Financial reporting needs for small businesses are quite different from those of large, publicly traded companies. This quick guide will tell you all you need to know about financial reporting for your business.
Preparation of financial reports
An effective financial report should give you a good idea of how your business is faring. To do this, you should be able to evaluate and analyze your data based on different standards or benchmarks. How did your business do over a certain period of time? Are you doing better, worse, or similar to other businesses in your industry? Are you making money or losing money?
Your financial reports show how much your business is worth, how much you are making or losing, how much of your income is taxable, and how much money is going in and out of your business through its day-to-day transactions. On one hand, an accurate picture of your company’s financial health gives you a sound, data-driven basis for future decisions and strategies to further improve your business. On the other, people outside your business will also expect you to have financial statements.
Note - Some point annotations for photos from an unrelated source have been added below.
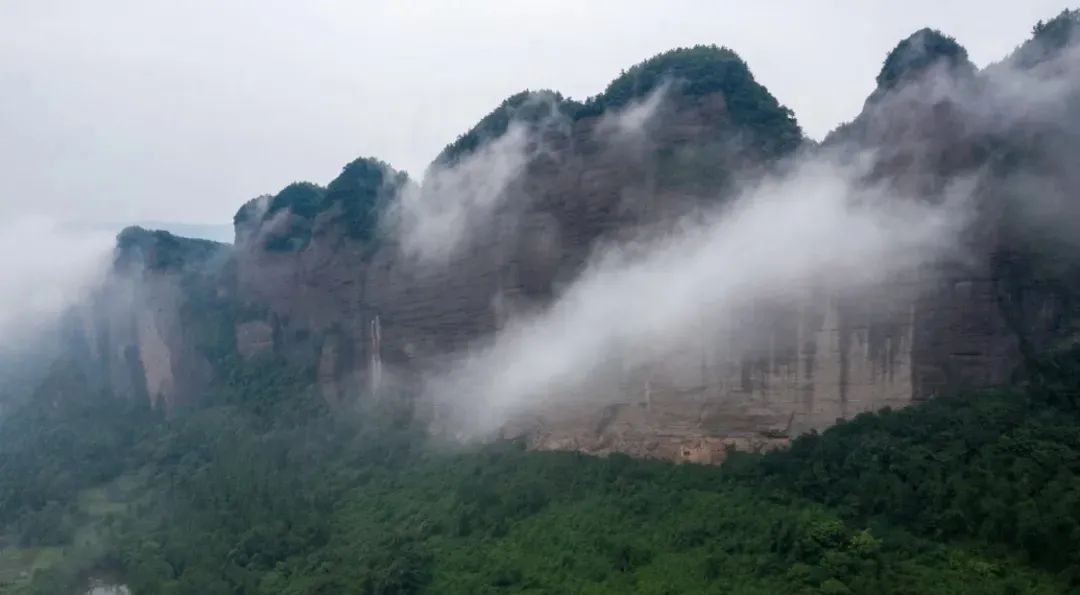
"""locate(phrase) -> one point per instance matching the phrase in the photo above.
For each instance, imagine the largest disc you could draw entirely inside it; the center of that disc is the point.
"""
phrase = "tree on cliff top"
(917, 53)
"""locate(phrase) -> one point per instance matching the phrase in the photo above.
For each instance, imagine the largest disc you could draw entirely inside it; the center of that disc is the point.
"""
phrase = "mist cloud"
(44, 269)
(833, 221)
(813, 227)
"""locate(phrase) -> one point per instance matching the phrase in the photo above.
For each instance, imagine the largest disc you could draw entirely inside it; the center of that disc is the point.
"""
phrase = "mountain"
(324, 278)
(282, 415)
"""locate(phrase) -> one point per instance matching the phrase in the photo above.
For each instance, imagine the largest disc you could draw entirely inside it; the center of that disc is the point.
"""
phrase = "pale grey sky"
(115, 110)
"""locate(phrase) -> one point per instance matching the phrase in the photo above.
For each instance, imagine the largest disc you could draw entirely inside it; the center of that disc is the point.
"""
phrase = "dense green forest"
(264, 491)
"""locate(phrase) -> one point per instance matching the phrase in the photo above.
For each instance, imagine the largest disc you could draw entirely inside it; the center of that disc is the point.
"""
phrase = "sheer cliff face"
(332, 278)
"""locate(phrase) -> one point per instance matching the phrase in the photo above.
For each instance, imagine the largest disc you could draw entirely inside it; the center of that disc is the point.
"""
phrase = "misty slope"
(665, 269)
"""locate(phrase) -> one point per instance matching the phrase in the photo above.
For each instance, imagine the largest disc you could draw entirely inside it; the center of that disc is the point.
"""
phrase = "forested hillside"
(265, 492)
(230, 426)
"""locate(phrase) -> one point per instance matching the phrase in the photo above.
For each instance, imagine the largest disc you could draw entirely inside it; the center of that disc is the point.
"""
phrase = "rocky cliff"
(332, 279)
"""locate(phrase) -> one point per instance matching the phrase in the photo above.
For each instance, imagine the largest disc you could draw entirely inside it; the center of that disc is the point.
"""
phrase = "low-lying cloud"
(44, 269)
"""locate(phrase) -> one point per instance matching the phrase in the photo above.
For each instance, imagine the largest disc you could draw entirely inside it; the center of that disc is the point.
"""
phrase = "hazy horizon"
(135, 111)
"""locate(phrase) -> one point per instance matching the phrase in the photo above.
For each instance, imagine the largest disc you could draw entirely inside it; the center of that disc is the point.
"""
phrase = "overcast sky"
(117, 110)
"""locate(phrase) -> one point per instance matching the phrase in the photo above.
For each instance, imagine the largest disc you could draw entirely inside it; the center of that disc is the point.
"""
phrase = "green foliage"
(262, 490)
(362, 192)
(1001, 468)
(355, 199)
(1048, 39)
(917, 53)
(527, 107)
(689, 71)
(702, 70)
(161, 249)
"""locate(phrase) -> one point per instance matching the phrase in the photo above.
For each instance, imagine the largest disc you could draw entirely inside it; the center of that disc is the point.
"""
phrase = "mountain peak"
(919, 52)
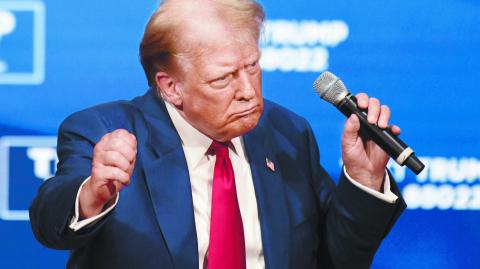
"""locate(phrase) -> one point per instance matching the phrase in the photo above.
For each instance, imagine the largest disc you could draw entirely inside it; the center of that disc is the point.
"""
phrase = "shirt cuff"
(75, 224)
(387, 195)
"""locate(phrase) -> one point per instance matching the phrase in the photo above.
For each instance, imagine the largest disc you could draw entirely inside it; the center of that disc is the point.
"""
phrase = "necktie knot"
(220, 149)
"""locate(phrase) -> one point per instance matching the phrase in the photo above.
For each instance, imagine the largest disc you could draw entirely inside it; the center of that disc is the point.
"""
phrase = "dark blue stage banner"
(422, 58)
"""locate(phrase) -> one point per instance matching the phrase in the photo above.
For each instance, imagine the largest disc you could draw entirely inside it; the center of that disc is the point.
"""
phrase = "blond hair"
(162, 39)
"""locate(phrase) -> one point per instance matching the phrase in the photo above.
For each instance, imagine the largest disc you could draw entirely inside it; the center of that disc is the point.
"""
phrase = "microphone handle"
(389, 142)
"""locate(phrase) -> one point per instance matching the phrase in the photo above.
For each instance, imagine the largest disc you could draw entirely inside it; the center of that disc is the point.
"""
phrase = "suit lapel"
(271, 201)
(166, 175)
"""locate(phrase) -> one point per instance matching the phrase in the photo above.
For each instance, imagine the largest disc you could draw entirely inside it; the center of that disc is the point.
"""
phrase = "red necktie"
(227, 243)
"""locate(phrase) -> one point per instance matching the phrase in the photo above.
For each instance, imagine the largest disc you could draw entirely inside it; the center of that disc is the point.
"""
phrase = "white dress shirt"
(201, 167)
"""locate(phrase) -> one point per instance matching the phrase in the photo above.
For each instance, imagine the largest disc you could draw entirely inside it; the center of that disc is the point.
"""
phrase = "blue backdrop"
(422, 58)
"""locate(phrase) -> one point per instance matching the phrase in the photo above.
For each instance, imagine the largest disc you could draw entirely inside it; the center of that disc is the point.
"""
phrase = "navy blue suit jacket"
(306, 221)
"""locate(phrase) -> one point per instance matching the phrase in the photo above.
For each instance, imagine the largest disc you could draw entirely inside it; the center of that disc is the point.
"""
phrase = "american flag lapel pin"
(270, 164)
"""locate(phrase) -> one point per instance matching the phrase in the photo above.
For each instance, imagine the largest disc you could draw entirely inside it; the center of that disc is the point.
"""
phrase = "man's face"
(221, 88)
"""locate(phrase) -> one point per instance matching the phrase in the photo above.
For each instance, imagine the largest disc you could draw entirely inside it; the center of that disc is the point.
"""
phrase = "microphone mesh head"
(330, 88)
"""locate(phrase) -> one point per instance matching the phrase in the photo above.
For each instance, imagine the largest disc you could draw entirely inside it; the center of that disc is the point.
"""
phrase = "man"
(148, 183)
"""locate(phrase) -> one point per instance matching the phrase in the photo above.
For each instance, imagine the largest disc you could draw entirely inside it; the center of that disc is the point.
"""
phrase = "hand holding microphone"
(367, 139)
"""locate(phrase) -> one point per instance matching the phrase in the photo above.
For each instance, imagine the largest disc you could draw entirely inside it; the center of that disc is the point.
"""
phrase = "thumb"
(350, 132)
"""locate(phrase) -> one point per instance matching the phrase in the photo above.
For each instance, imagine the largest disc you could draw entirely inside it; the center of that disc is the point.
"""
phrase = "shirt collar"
(194, 142)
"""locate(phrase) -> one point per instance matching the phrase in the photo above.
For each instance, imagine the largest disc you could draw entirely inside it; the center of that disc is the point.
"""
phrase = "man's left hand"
(364, 160)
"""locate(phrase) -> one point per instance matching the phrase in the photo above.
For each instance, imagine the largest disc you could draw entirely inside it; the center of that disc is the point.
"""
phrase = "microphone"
(331, 89)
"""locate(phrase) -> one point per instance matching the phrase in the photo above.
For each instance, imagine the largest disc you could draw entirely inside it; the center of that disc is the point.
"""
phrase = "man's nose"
(245, 88)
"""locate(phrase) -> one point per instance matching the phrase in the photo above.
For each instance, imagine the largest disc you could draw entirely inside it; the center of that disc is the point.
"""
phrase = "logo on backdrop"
(445, 183)
(22, 42)
(25, 162)
(300, 46)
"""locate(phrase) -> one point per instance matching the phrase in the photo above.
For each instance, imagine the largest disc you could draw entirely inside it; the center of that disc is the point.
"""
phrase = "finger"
(115, 158)
(118, 144)
(130, 168)
(111, 173)
(350, 132)
(384, 117)
(126, 136)
(362, 100)
(396, 130)
(373, 110)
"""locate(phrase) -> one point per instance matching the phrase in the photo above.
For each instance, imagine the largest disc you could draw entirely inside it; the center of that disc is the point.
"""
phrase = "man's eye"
(252, 68)
(221, 82)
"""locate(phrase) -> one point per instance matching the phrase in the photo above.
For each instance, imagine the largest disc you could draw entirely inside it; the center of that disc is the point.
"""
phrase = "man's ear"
(168, 88)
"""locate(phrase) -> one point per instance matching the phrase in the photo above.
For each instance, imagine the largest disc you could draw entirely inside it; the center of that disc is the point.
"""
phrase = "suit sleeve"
(53, 207)
(355, 222)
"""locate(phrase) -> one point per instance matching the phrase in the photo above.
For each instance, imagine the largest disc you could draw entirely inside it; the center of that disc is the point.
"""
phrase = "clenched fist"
(112, 166)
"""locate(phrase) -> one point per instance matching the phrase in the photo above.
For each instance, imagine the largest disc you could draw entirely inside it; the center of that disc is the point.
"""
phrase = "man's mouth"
(247, 111)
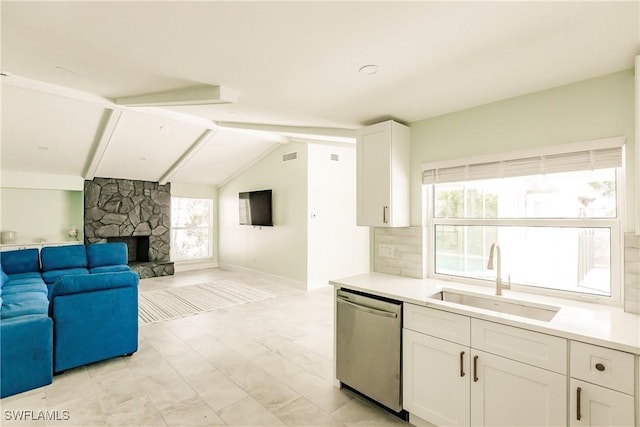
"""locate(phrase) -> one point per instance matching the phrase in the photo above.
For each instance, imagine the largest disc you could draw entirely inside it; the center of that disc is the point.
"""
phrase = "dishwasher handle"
(367, 309)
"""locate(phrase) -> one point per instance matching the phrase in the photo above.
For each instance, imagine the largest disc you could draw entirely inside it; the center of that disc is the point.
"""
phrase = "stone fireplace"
(138, 247)
(137, 213)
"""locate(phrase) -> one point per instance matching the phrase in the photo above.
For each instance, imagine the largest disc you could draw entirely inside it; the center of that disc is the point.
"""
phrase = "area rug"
(166, 304)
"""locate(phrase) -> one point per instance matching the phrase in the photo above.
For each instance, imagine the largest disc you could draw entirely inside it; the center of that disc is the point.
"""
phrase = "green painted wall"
(597, 108)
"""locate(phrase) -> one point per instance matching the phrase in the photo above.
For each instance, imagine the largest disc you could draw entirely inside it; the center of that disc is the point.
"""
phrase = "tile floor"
(267, 363)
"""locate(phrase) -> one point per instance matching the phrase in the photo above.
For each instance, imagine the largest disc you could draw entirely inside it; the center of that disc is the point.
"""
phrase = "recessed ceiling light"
(66, 70)
(368, 69)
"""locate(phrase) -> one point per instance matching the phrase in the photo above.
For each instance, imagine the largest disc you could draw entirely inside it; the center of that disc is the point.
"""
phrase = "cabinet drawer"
(533, 348)
(603, 366)
(441, 324)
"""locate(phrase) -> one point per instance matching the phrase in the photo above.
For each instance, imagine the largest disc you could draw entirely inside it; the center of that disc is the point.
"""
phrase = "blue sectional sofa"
(64, 307)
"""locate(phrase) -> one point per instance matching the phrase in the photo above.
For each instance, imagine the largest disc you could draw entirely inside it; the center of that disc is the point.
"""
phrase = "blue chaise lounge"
(80, 307)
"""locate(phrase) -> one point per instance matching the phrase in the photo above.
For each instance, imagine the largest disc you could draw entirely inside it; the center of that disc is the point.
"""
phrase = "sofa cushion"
(63, 257)
(13, 289)
(20, 276)
(109, 269)
(20, 261)
(103, 254)
(3, 278)
(24, 303)
(51, 276)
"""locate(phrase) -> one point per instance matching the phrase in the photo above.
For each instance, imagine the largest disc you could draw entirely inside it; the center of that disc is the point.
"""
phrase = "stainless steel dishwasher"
(368, 335)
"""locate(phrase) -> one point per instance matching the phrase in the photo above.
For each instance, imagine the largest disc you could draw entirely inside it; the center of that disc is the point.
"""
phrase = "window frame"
(208, 227)
(616, 226)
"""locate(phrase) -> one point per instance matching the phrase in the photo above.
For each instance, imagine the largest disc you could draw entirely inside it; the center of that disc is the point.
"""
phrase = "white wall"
(280, 250)
(337, 247)
(41, 214)
(592, 109)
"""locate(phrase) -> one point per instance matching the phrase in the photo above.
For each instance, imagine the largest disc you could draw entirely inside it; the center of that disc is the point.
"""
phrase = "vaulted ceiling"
(294, 67)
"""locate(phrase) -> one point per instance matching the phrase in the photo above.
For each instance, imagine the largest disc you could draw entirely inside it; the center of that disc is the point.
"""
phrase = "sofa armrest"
(67, 285)
(26, 353)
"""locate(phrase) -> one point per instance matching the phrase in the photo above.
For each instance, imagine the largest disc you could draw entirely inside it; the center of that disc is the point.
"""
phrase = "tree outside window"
(191, 229)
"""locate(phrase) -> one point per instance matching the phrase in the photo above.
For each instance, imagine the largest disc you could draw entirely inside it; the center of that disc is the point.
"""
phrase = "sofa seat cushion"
(63, 257)
(20, 261)
(20, 276)
(107, 254)
(23, 304)
(109, 269)
(21, 283)
(51, 276)
(12, 289)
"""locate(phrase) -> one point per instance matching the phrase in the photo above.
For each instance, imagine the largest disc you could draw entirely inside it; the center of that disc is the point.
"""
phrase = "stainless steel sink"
(499, 304)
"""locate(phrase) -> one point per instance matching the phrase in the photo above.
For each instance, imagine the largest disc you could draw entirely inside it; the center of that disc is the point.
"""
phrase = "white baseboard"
(181, 266)
(296, 283)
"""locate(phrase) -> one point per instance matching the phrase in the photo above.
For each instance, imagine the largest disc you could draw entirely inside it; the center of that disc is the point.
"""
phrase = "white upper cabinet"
(383, 175)
(637, 164)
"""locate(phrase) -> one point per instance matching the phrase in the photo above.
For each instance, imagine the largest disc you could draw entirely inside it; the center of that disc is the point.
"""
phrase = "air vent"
(290, 156)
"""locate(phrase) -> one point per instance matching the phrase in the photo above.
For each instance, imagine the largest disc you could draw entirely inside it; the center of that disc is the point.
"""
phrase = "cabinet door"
(509, 393)
(374, 175)
(599, 406)
(435, 379)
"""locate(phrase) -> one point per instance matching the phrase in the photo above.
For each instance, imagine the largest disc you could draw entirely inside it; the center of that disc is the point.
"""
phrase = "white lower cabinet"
(593, 405)
(509, 393)
(449, 383)
(601, 386)
(435, 379)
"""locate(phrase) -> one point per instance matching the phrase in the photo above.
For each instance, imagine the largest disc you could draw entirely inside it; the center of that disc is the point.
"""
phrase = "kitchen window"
(191, 229)
(555, 215)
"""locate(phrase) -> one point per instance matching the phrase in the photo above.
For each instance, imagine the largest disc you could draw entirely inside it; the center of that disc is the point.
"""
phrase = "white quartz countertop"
(598, 324)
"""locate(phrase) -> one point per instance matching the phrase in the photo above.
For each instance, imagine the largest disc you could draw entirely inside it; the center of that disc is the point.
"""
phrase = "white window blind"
(594, 158)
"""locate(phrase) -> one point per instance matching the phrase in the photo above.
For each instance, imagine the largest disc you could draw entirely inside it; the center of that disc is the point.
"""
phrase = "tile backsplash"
(631, 273)
(400, 251)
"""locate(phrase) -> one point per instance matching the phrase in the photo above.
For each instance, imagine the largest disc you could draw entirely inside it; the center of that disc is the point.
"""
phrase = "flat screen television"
(255, 208)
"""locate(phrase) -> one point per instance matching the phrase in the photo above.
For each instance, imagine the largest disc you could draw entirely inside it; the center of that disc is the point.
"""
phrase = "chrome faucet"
(499, 285)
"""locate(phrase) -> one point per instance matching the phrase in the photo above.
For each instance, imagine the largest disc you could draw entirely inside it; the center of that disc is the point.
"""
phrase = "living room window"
(191, 229)
(555, 215)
Most commercial banks, for instance, require financial statements to facilitate the approval of business loans.
Your financial report must have these three key components: the balance sheet, income statement, and cash flow statement. Keeping these statements accurate and up-to-date is crucial to the success and survival of your business. Even the slightest accidents or mistakes can cost your business thousands or millions in losses.
Your balance sheet is a snapshot of how much your company is worth, taking into account your assets (the cash and property you own), liabilities (debts and other obligations), and equities (the value of your interest in the company).
This is expressed by the formula: Assets = Liabilities + Equity.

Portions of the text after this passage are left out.